McGarvey fired a second shot, this one destroying the man’s kneecap, and Sandberger cried out.

“Who killed my family?”

“You’re a dead man.”

McGarvey stepped closer and placed the muzzle of the silencer on Sandberger’s forehead. “Your people did it to cover up whatever the Washington Post reporter found out about Foster and his group. Is that worth dying for?”

“You’ll never take me back to Washington, and even if you did it wouldn’t do you any good. I have friends—”

“You’re right,” McGarvey said, and he fired one shot.


Sirens were approaching from the north by the time McGarvey made it down to the service floor and out onto the street. Before the police arrived at the hotel Hadid pulled up with the Range Rover, and McGarvey jumped in.

“Time to leave?” Hadid asked.

McGarvey nodded. “Time to leave.”

FORTY-NINE

It was one in the afternoon in Washington when Remington and his wife, Colleen, met for lunch at the George Hotel just down from Union Station. She’d remarked that it was an odd choice, but he hadn’t explained that he wanted to come here to satisfy a perverse curiosity to see where the Washington Post reporter had met with McGarvey’s son-in-law. The dining room/bar area was faintly art deco and nice, though not grand. Not up to Colleen’s usual standards.

But she hadn’t complained, and in fact had stopped all her complaining after the dinner party at Foster’s home. She’d been impressed with her husband, and he’d even cut back on his drinking — because of the crisis mode Admin was in — which impressed her all the more.

“What made you think of this place?” she asked when their martinis came.

The dining room was nearly full, but the service was good.

Remington shrugged. “Someone mentioned the place. Thought we should give it a try.”
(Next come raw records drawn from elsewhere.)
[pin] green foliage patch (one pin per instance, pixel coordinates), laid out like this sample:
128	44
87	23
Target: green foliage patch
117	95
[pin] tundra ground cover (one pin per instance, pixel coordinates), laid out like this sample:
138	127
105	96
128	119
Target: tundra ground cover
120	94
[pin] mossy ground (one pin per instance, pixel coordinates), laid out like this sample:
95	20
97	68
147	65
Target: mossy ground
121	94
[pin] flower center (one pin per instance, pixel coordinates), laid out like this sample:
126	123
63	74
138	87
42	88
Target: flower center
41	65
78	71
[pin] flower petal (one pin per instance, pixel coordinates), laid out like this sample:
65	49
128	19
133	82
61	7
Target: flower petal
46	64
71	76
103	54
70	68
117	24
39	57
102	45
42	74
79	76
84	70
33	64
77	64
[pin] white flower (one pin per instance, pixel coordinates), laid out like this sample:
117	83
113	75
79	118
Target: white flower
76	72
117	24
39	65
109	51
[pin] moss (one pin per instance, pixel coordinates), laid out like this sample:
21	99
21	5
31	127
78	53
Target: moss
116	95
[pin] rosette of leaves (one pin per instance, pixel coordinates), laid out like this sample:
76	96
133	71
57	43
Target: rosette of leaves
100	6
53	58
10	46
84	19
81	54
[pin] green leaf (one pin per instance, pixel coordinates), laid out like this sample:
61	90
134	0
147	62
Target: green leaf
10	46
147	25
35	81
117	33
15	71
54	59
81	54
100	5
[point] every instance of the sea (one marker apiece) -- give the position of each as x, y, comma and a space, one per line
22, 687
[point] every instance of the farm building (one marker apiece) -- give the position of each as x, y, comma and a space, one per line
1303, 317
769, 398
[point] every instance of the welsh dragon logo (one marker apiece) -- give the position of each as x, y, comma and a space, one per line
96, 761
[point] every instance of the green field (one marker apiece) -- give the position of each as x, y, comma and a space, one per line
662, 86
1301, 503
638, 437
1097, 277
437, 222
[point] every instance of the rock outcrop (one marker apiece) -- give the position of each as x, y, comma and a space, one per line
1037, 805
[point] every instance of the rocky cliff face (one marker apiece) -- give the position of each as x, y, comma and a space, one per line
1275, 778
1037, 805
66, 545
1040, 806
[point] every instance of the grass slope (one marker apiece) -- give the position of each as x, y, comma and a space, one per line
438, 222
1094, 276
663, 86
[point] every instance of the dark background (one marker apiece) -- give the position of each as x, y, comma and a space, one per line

She looked around, and smiled. “I approve. Anyway, Gordo, I’m famished.”

Remington’s sat phone vibrated in his pocket and he hesitated whether to ignore the call, but with everything happening here in Washington and in Baghdad, he answered it. “Remington.”

Colleen shot him a disapproving look.

“We’re in deep shit over here, sir.” It was Peter Townsend, Sandberger’s administrative assistant, who’d done all of the nuts-and-bolts negotiations with the State Department reps in Baghdad. A lawyer by training, he’d served one term as a junior congressman from the Russian River area of California. He sounded shook up.

“What is it?”

“Mr. Sandberger was shot to death in his suite about an hour ago.”

Remington was struck dumb for just a moment, and it must have showed on his face because Colleen put down her drink and gave him a concerned, questioning look. “What about Hanson and Alphonse?”

“They were taken out, too, but it looks as if Mr. Sandberger killed Brody. It’s not making any sense to me, because Harry Weiss was found shot to death in his car a block from the hotel. What the hell is going on? I wasn’t told that we were facing any sort of a threat of this magnitude.”

It was McGarvey, of course. Couldn’t be anyone else, but for now they needed to do some serious damage control. “Okay, listen up. I’ll come there as quickly as possible, but it probably won’t be until tomorrow. In the meantime you’re the on-site supervisor as of this moment. I want the mess cleaned up before I get there. Get in touch with Captain Kabbani, he’s been of some help in the past.”

“His body was found in an alley a block from the hotel. He’d been shot to death at close range. You have to tell me what the hell is going on if you expect me to take care of this shit, because I have no idea what’s coming next. And what do I tell our guys that’ll make any sense?”

Remington didn’t have a clue, but Townsend was waiting. All of Admin was waiting because he’d just become president of the company. The easy way, he couldn’t help but think, and he smiled for just a moment, and his wife’s right eyebrow shot up.

“Goddamnit, I’m in the hot seat. I’m not a contractor, I’m a negotiator, a lawyer.”

“Do you know Stuart Marston?” Remington asked.

“Yes, of course I do. He’s been our point man at State. Helped put the deal through for us.”

“Call him, set up a meeting and tell him what you know—”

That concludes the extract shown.